• Iowa Senate Bill IA SF 366 will now reach the entire Senate Chamber for a full vote
  • Iowa House Bill IA HF 648 is a closely matching bill in the State House that is currently up for a floor vote.
  • Iowa Governor Kim Reynolds has previously expressed an openness to sports betting legislation.

DES MOINES, Iowa – Lawmakers have flirted with the idea of legal Iowa sports betting since the start of this year’s legislative session. Now, with Iowa Senate Bill IA SF 366 passing through the Ways and Means Committee last week, the bill has a real shot to become law.

If signed into law, the bill would effectively legalize sports betting in Iowa’s racetracks and riverboat casinos. Those establishments would then need to be approved of a license by the Iowa Racing and Gaming Commission.

However, before the bill was voted to pass through the Senate Ways and Means Committee there were amendments added to help match Iowa House Bill HF 648.

Those amendments included a 6.75% state tax on gross gaming revenues, a prohibition on live betting for Iowa collegiate sports programs, and an extension of the 11% of revenue that the casino Prairie Meadows uses to fund its live horse racing business to sports gambling revenue.

House Bill HF 648 is already eligible to go to the House floor for a full chamber vote and Senate bill SF 366 is now in the same position.

Regulated Iowa sports betting seems to have the support from Senate Majority Leader Jack Whitver, former wide receiver for the Iowa State Cyclones.

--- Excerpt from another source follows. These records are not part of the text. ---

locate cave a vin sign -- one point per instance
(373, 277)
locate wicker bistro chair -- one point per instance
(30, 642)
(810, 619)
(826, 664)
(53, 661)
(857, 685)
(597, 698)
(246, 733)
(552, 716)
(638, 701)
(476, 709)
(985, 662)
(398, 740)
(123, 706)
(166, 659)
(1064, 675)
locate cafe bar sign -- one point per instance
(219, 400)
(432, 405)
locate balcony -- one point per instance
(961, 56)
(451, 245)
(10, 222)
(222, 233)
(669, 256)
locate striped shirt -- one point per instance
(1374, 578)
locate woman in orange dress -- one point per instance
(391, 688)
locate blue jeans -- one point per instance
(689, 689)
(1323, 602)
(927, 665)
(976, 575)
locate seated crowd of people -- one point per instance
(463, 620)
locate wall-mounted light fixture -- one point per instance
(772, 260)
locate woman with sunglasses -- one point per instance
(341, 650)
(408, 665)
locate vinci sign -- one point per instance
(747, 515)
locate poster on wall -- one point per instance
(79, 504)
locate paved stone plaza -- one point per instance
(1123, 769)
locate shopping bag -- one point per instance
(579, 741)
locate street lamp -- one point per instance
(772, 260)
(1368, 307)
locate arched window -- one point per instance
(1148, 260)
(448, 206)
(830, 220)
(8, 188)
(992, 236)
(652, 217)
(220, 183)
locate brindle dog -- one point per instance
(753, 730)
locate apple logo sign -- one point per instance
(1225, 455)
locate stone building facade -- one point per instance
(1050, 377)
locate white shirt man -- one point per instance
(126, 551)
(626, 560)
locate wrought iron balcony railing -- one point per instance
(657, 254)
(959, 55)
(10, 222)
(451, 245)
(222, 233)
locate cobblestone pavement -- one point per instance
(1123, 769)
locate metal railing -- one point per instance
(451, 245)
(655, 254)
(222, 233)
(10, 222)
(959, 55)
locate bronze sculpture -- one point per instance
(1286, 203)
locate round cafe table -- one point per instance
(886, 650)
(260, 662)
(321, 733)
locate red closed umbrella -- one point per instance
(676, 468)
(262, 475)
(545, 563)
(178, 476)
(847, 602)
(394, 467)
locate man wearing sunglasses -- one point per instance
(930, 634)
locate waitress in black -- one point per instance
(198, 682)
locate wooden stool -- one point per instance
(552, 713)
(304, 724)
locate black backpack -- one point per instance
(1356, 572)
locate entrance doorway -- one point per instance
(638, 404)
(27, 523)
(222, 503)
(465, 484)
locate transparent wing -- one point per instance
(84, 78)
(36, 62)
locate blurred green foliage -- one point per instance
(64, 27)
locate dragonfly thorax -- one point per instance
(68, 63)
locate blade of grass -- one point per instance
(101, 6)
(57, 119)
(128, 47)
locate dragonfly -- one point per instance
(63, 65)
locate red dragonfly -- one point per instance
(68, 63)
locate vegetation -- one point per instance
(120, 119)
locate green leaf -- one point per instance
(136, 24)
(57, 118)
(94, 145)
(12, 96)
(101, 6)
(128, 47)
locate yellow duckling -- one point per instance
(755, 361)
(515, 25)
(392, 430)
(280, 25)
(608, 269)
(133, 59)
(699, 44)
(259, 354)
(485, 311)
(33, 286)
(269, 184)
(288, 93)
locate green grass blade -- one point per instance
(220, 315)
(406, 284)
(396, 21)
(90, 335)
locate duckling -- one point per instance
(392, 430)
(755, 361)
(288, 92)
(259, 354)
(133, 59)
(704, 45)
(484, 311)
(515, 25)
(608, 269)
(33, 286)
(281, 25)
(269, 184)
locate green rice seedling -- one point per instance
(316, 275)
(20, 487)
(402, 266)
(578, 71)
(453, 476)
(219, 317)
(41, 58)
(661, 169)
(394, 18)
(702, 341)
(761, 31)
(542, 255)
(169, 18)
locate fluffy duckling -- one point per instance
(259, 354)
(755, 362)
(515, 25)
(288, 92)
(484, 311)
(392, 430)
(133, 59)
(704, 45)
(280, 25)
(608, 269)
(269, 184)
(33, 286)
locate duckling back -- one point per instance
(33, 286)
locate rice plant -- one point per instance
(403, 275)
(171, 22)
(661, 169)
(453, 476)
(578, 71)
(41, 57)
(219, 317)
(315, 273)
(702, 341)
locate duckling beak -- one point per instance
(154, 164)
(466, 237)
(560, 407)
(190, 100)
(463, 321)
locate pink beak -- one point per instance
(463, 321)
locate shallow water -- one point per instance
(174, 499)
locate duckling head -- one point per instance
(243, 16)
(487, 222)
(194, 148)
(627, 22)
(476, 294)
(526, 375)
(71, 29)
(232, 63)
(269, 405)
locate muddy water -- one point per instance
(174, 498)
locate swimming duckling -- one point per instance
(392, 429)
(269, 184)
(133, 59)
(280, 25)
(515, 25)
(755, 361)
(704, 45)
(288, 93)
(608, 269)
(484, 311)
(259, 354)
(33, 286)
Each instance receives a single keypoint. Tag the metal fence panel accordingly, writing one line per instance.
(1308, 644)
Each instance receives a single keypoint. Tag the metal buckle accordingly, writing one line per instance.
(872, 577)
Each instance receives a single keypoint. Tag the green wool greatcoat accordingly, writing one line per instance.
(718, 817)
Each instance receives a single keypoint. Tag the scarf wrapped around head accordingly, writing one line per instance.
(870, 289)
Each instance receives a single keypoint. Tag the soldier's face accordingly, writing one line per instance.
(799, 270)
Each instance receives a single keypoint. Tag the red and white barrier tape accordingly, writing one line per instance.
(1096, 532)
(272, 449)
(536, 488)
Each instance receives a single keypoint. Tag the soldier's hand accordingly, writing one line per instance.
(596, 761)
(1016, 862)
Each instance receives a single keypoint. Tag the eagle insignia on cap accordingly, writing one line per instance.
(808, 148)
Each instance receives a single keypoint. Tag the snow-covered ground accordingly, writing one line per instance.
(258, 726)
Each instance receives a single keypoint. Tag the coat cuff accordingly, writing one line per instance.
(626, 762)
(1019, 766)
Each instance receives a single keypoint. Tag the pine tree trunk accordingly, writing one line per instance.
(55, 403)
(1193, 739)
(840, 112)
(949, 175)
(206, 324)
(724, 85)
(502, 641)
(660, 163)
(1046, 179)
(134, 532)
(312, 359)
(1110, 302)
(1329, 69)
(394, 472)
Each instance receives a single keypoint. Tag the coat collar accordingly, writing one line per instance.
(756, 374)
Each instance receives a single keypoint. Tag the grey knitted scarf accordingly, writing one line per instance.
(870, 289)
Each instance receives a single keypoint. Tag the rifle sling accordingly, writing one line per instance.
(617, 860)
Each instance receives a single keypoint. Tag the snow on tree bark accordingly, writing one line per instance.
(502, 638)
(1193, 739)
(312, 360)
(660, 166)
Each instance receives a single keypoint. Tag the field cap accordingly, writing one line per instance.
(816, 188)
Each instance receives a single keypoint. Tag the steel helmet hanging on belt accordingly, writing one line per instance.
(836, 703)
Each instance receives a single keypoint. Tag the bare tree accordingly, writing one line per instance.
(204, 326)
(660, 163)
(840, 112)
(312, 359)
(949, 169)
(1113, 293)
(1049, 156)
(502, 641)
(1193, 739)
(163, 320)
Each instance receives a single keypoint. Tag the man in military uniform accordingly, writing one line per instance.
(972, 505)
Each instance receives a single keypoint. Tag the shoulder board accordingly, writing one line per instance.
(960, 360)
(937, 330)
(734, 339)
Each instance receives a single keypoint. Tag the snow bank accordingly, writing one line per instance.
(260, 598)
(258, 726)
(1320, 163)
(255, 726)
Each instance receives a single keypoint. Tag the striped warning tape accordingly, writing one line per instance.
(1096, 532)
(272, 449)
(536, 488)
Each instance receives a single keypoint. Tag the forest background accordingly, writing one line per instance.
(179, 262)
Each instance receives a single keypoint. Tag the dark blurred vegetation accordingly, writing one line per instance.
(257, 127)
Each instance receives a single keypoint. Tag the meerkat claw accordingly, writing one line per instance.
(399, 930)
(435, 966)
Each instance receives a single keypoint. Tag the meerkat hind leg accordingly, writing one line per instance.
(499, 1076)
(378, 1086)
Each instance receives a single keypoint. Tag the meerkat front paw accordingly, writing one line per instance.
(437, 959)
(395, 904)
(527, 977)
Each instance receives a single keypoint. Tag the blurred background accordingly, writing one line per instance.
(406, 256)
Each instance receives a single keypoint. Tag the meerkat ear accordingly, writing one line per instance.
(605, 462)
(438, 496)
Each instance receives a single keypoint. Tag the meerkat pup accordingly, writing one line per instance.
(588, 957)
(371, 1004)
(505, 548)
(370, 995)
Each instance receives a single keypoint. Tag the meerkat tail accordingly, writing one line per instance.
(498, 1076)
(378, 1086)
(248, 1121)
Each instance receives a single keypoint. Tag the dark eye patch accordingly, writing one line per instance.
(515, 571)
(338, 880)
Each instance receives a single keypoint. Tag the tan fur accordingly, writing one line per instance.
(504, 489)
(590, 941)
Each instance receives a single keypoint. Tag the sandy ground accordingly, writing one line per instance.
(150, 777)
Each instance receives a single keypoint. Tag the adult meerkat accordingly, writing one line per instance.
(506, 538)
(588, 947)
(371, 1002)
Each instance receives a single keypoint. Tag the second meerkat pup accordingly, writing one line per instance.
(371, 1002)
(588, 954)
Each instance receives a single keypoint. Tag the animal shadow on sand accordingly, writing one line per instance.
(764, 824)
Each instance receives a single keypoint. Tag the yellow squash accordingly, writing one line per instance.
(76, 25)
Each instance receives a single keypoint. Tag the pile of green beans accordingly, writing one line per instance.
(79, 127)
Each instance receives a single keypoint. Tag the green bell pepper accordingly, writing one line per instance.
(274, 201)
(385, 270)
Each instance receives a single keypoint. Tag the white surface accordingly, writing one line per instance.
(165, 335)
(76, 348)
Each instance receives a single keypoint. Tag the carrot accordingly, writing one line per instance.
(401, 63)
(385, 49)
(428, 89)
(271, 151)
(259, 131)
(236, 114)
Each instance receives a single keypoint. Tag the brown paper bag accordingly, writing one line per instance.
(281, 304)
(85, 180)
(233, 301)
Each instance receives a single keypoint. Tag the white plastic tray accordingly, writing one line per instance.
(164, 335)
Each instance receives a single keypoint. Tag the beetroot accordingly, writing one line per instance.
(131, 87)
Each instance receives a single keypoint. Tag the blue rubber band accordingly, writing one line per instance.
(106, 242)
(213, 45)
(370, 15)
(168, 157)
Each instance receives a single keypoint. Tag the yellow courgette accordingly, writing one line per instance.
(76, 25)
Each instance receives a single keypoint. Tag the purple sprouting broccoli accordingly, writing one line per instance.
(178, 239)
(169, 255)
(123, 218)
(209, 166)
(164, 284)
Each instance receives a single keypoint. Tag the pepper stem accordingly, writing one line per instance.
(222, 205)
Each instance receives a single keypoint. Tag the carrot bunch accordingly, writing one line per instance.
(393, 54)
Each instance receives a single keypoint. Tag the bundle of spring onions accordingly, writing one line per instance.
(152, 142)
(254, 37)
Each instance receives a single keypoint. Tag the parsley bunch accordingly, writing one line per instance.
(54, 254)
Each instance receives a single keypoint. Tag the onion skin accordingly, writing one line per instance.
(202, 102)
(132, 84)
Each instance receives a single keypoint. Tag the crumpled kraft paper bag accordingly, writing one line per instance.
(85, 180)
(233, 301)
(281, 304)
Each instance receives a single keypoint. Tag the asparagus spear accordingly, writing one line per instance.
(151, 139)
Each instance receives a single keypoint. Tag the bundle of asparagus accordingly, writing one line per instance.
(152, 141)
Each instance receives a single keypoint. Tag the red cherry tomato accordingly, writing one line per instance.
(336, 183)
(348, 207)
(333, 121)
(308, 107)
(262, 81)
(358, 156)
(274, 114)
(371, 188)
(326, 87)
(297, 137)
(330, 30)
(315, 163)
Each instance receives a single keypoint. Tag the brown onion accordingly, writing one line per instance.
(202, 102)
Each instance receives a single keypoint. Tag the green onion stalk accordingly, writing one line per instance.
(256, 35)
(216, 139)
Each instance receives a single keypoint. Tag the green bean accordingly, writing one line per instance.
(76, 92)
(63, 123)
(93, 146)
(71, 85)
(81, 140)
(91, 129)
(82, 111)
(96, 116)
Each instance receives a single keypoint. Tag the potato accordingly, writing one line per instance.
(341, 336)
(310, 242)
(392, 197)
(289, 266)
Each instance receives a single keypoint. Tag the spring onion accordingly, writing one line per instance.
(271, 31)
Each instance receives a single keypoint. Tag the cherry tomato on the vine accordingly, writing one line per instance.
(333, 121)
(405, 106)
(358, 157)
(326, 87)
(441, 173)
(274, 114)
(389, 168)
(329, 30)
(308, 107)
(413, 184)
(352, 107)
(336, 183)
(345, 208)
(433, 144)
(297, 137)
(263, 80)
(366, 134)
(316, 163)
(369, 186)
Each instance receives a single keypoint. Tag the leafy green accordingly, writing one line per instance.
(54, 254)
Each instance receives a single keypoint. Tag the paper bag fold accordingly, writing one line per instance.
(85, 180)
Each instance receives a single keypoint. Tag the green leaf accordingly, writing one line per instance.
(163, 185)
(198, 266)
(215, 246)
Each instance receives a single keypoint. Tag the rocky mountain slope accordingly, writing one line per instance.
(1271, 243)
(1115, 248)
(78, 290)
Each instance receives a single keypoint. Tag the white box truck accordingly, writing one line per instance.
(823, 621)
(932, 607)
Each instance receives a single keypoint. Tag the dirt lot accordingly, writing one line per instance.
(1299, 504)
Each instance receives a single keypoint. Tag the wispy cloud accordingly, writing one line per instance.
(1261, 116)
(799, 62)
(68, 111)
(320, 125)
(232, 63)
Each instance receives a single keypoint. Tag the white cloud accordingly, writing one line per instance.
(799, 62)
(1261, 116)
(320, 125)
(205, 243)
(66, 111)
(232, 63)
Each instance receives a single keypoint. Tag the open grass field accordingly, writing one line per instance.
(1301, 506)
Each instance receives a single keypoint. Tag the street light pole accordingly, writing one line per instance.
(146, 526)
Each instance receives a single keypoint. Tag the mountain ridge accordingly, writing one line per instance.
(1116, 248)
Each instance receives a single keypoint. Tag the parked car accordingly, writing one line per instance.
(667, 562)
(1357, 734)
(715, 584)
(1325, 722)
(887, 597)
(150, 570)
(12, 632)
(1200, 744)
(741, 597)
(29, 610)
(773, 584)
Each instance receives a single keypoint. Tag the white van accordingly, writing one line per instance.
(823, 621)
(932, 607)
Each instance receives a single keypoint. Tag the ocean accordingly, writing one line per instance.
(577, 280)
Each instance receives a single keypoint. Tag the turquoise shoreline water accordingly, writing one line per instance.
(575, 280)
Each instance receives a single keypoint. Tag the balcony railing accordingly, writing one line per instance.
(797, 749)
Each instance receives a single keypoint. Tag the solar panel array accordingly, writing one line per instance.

“Illegal sports betting is happening every single day in Iowa. The question is should we just ignore it and pretend it doesn’t happen?” said Whitver in an interview with the Iowa Press on Iowa Public Television. “Or should we regulate it so that if there are concerns and there is corruption happening we have a better chance to find that and make sure that it doesn’t happen.”

However, there are still a few differences in the bills that would need to be figured out before going to Iowa Governor Kim Reynolds desk.

Both bills allow for mobile wagering and require residents to register in-person, but the difference lies within how this additional revenue will be taxed and what to do with the funds.

An additional amendment made on the Senate bill would require that the casinos that have a legal sports betting license pay a 0.75% fee on sports wagering revenues to a qualified sponsoring organization located within their community for the purposes of providing charity work.

If both bills are passed by their respective chambers, then state lawmakers would have to work out those differences in time before the legislative session ends in May.

Governor Kim Reynolds indicated she was open to the idea and seems likely to sign sports betting into law.

“You know, I think it needs to be regulated,” said Reynolds. “It’s happening. It’s happening to a big extent.”